Transitions of Care Consensus Policy Statement: American College of Physicians, Society of General Internal Medicine, Society of Hospital Medicine, American Geriatrics Society, American College of Emergency Physicians, and Society for Academic Emergency Medicine

Vincenza Snow, MD; Dennis Beck, MD; Tina Budnitz, MPH; Doriane C. Miller, MD; Jane Potter, MD; Robert L. Wears, MD; Kevin B. Weiss, MD, MPH; Mark V. Williams, MD


August 13, 2009

In This Article

Future Challenges

In addition to the work on the principles and standards, the TOCCC uncovered six further challenges which are described below.

Electronic Health Record

There was disagreement in the group concerning the extent to which electronic health records would resolve the existing issues involved in poor transfers of care. However, the group did concur that: established transition standards should not be contingent upon the existence of an electronic health record and some universally, nationally-defined set of core transfer information should be the short-term target of efforts to establish electronic transfers of information

Use of a Transition Record

There should be a core data set (much smaller than a complete health record or discharge summary) that goes to the patient and the receiving provider, and this data set should include items in the core record described previously.

Medical Home

There was a lot of discussion about the benefits and challenges of establishing a medical home and inculcating the concept into delivery and payment structures. The group was favorable to the concept; however, since the medical home is not yet a nationally defined standard, care transition standards should not be contingent upon the existence of a medical home. Wording of future standards should use a general term for the clinician coordinating care across sites in addition to the term medical home. Using both terms will acknowledge the movement toward the medical home without requiring adoption of medical home practices to refine and implement quality measures for care transitions.

Pay for Performance

The group strongly agreed that behaviors and clinical practices are influenced by payment structures. Therefore, they agreed that a new principle should be established to advocate for changes in reimbursement practices to reward safe, complete transfers of information and care. However, the development of standards and measures should move forward on the basis of the current reimbursement practices and without assumptions of future changes.

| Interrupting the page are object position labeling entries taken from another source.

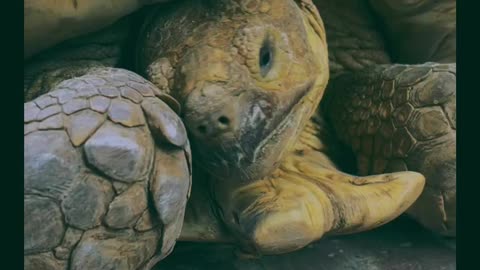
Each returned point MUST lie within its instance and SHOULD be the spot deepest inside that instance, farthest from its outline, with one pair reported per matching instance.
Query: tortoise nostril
(202, 129)
(224, 120)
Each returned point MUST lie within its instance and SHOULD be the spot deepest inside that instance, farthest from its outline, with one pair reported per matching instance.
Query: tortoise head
(248, 75)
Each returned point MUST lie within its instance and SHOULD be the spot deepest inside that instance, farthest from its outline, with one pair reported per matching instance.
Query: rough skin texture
(400, 118)
(248, 115)
(99, 150)
(260, 141)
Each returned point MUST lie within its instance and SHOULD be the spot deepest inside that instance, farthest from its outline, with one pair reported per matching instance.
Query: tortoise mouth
(256, 150)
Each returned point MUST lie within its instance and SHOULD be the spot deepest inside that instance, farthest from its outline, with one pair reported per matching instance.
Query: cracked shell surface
(43, 226)
(85, 174)
(125, 154)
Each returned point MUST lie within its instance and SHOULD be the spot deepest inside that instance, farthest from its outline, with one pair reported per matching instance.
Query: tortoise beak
(241, 133)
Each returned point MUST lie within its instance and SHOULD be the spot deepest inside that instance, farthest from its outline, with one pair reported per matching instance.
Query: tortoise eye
(265, 59)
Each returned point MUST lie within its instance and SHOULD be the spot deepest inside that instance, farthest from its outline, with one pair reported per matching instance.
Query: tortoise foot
(99, 150)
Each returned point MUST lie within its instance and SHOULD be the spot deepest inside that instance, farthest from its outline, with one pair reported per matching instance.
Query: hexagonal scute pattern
(91, 153)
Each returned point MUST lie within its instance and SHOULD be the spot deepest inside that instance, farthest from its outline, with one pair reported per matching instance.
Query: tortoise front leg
(107, 174)
(399, 118)
(307, 197)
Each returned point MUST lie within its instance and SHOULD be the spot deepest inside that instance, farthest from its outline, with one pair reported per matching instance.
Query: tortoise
(109, 119)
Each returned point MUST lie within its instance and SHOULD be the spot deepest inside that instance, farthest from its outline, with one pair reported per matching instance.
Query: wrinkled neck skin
(268, 113)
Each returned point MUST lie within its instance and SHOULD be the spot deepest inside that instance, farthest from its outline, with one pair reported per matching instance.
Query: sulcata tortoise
(108, 167)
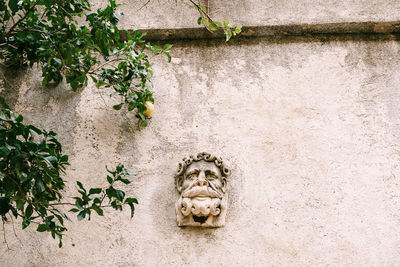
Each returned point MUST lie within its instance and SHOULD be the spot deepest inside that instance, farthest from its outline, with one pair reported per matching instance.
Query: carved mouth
(200, 219)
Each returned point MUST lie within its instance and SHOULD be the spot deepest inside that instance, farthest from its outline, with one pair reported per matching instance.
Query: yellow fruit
(149, 108)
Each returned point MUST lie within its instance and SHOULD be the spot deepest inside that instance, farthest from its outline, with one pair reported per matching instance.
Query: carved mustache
(212, 206)
(205, 191)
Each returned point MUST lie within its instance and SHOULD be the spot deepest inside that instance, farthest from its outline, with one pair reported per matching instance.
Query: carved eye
(192, 176)
(210, 176)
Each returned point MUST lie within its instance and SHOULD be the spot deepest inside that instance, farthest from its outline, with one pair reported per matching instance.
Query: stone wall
(309, 126)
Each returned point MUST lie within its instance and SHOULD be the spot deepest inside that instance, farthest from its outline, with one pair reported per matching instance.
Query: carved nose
(201, 181)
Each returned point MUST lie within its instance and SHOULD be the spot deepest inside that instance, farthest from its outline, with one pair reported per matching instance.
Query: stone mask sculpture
(202, 182)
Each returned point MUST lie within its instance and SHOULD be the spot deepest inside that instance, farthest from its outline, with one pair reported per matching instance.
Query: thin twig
(4, 234)
(21, 19)
(148, 1)
(15, 234)
(205, 13)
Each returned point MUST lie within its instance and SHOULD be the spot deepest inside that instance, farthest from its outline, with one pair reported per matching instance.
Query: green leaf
(56, 63)
(81, 215)
(4, 152)
(125, 181)
(13, 5)
(28, 211)
(132, 209)
(119, 194)
(228, 35)
(41, 228)
(167, 47)
(98, 210)
(131, 200)
(94, 191)
(212, 27)
(238, 29)
(4, 205)
(118, 107)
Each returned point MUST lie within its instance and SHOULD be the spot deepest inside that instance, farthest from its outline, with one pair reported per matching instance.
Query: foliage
(31, 165)
(69, 40)
(213, 25)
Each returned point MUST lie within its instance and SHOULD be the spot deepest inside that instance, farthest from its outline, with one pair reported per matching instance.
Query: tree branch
(21, 19)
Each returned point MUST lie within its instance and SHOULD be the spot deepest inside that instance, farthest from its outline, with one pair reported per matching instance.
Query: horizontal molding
(279, 31)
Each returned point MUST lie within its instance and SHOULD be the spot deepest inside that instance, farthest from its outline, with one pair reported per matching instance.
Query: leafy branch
(48, 33)
(31, 165)
(213, 25)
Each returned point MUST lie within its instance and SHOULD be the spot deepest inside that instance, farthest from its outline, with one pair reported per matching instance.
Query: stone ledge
(279, 31)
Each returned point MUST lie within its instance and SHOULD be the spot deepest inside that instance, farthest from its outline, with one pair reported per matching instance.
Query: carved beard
(200, 206)
(201, 200)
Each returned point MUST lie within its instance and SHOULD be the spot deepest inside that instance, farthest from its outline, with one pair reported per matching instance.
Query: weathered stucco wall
(146, 14)
(310, 129)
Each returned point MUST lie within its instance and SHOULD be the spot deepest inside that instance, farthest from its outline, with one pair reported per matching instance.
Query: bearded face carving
(201, 182)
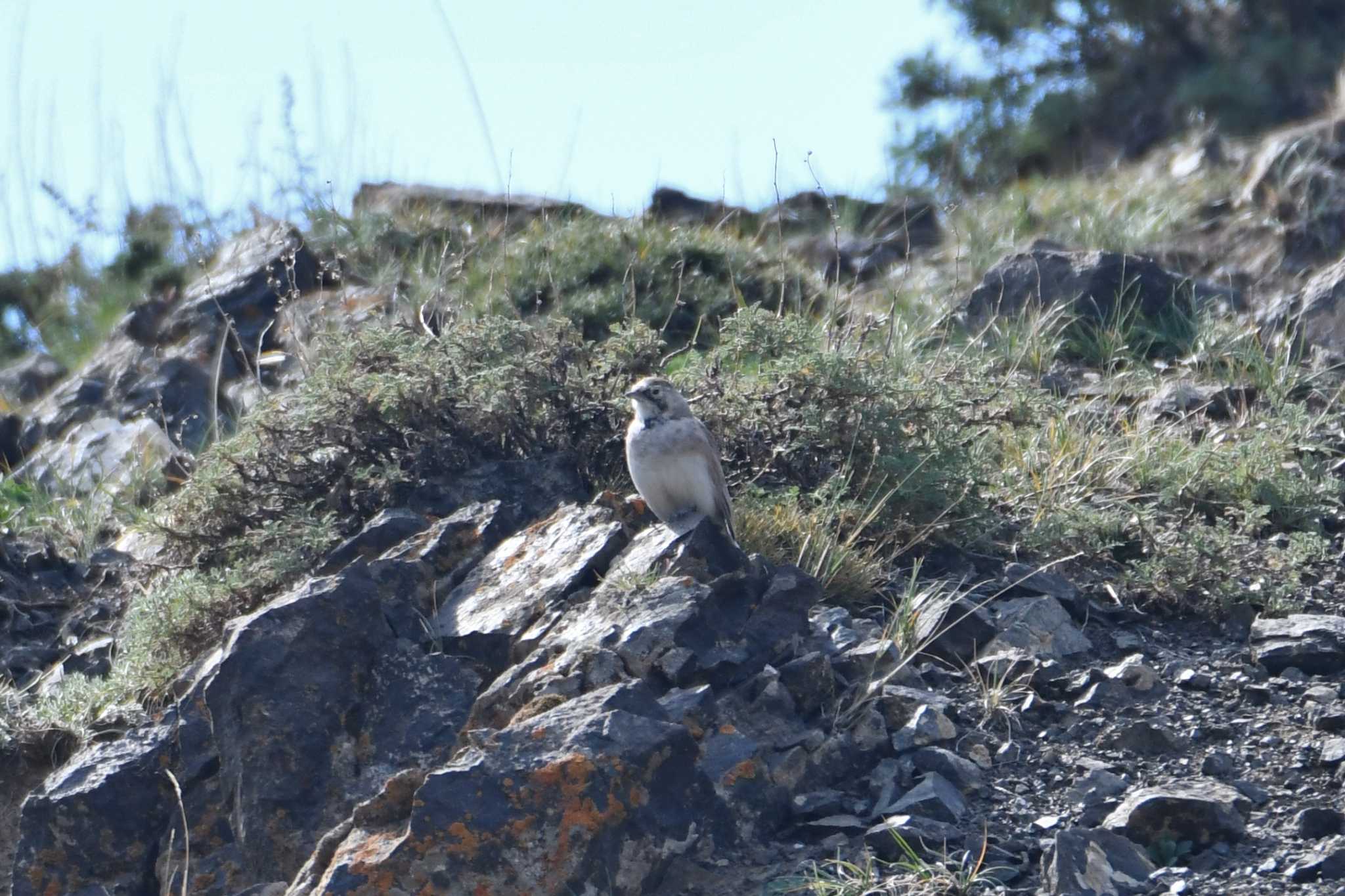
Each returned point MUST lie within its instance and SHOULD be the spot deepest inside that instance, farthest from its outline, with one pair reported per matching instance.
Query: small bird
(673, 458)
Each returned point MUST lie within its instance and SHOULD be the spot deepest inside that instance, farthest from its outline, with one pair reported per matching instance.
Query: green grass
(852, 445)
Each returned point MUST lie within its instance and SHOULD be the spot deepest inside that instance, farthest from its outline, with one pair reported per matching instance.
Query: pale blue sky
(595, 101)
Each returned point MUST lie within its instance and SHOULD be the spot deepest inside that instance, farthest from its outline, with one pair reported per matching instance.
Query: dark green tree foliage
(1063, 83)
(68, 307)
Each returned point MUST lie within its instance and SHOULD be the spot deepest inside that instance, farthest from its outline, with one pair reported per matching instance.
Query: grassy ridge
(860, 427)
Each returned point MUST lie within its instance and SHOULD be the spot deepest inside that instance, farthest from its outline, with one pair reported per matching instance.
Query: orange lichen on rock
(468, 844)
(579, 812)
(745, 769)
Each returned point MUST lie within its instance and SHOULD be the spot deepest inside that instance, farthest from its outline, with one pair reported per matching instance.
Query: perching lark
(673, 458)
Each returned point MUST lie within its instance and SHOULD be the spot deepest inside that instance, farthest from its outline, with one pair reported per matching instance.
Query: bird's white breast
(669, 471)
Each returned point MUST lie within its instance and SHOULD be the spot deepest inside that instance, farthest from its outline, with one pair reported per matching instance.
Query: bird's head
(655, 396)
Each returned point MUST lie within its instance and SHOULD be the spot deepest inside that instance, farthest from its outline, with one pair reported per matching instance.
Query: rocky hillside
(320, 572)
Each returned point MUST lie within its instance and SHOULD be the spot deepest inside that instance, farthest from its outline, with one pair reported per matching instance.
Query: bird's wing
(721, 488)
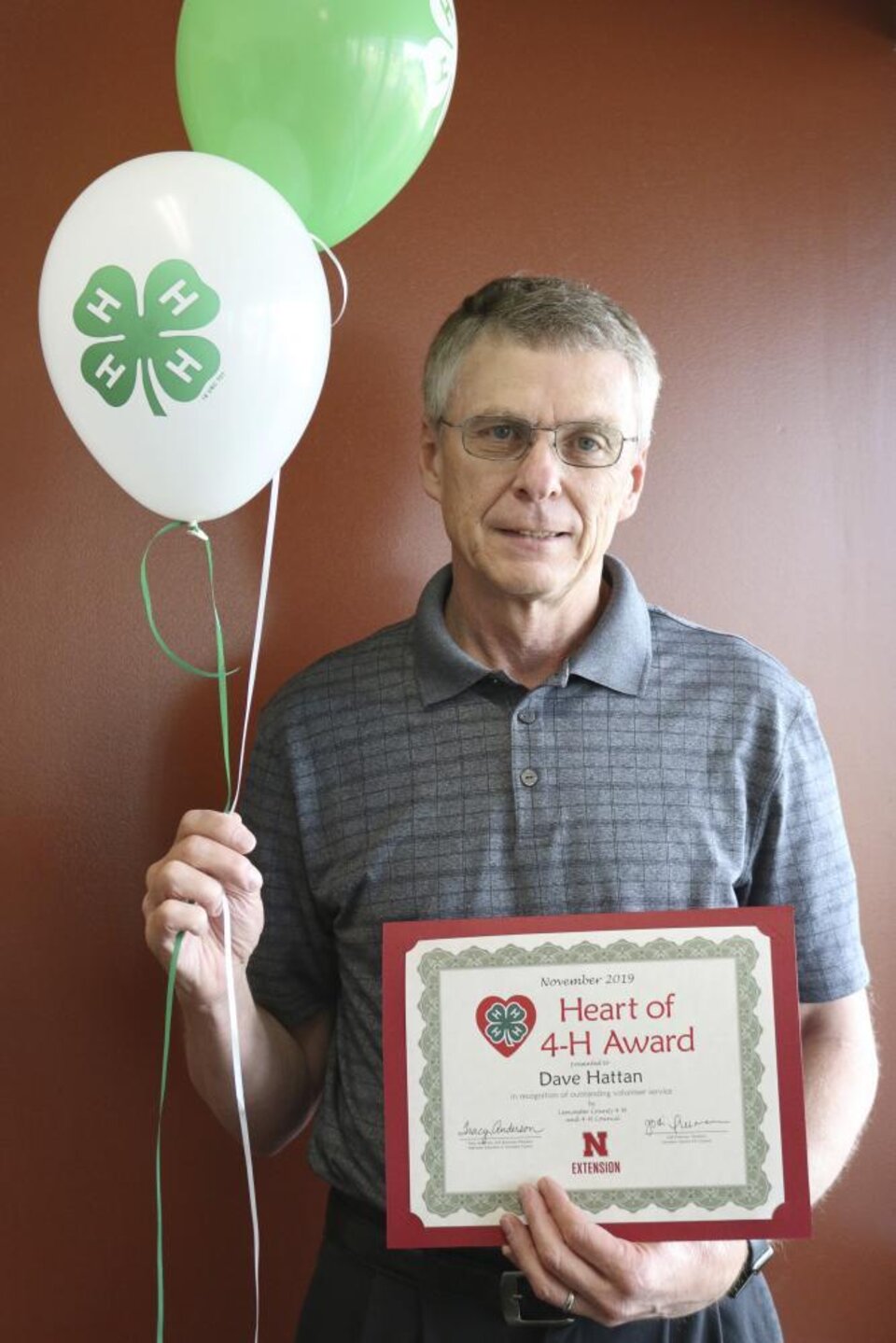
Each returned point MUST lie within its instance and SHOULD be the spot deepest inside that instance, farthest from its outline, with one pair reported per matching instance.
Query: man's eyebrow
(505, 413)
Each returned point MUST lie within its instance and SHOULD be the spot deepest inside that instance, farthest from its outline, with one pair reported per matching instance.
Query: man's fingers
(204, 857)
(583, 1236)
(170, 918)
(525, 1254)
(226, 828)
(180, 883)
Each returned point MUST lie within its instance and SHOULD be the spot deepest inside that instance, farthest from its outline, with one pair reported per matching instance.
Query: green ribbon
(160, 1269)
(220, 675)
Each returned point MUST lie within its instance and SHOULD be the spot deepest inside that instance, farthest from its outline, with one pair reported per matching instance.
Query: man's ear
(636, 483)
(430, 459)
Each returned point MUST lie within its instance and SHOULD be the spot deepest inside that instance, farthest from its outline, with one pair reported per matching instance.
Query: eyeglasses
(505, 438)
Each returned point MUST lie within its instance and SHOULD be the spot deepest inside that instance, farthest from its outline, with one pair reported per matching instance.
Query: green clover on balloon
(176, 301)
(507, 1024)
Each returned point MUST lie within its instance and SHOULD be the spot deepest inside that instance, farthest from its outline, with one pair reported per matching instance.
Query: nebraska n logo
(595, 1144)
(175, 300)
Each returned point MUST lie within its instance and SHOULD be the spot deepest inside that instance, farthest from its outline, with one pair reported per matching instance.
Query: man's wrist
(757, 1257)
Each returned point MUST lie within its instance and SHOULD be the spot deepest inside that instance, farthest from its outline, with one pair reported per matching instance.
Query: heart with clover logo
(505, 1022)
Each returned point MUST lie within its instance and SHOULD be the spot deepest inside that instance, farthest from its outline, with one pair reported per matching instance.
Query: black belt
(477, 1273)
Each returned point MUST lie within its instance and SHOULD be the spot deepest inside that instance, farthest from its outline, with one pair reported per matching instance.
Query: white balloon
(186, 325)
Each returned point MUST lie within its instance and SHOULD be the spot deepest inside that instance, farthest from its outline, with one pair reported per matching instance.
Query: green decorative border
(670, 1198)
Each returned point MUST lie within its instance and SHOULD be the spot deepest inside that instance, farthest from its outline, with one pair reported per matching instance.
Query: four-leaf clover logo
(176, 301)
(507, 1024)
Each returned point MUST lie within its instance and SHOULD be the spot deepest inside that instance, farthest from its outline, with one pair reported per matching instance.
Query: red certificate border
(791, 1218)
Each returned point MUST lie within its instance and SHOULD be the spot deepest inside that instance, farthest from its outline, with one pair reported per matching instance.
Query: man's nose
(539, 473)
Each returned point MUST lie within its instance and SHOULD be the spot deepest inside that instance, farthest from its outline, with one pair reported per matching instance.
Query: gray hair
(541, 312)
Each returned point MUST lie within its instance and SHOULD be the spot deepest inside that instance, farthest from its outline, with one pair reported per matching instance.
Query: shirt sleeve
(801, 859)
(292, 972)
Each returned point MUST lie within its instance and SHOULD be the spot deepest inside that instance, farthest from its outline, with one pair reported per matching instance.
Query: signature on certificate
(679, 1125)
(498, 1127)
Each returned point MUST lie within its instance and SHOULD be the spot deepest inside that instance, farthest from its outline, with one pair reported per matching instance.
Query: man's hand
(614, 1281)
(186, 890)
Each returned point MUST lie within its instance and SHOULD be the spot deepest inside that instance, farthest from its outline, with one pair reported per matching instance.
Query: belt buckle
(514, 1293)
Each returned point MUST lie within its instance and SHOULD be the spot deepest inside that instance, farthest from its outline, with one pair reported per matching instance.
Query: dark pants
(364, 1294)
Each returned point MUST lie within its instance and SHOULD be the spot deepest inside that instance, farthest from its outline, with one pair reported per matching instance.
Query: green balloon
(335, 103)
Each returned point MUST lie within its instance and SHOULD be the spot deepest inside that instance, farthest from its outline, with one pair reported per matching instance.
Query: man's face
(535, 529)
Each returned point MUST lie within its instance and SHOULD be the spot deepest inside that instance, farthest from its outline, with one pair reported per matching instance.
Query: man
(536, 740)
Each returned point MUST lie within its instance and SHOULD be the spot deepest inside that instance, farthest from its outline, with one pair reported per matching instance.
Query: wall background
(721, 167)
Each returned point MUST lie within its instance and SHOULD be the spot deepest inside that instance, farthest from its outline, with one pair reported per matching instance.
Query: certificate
(649, 1062)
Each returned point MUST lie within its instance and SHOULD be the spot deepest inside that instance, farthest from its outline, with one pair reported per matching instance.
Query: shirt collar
(615, 654)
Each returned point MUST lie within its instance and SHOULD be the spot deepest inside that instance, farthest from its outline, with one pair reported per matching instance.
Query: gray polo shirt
(663, 767)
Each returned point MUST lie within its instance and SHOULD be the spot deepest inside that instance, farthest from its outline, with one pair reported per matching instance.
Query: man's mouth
(531, 534)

Underserved/Disadvantaged Populations

Care transition standards and measures should be the same for all economic groups with careful attention that lower socioeconomic groups are not forgotten or unintentionally disadvantaged, including the potential for "cherry-picking". It should be noted that underserved populations may not always have a medical home because of their disadvantaged access to the health system and providers. Moreover, clinicians who care for underserved/disadvantaged populations should not be penalized by standards that assume continuous clinical care and ongoing relationships with patients who may access the health system only sporadically.

Need for Patient-Centered Approaches

The group agreed that across all principles and standards previously established by the SUTTP coalition, greater emphasis is needed on patient-centered approaches to care including, but not limited to, the inclusion of patient and families in care and transition planning, greater access to medical records, and the need for education at the time of discharge regarding self-care and core transfer information.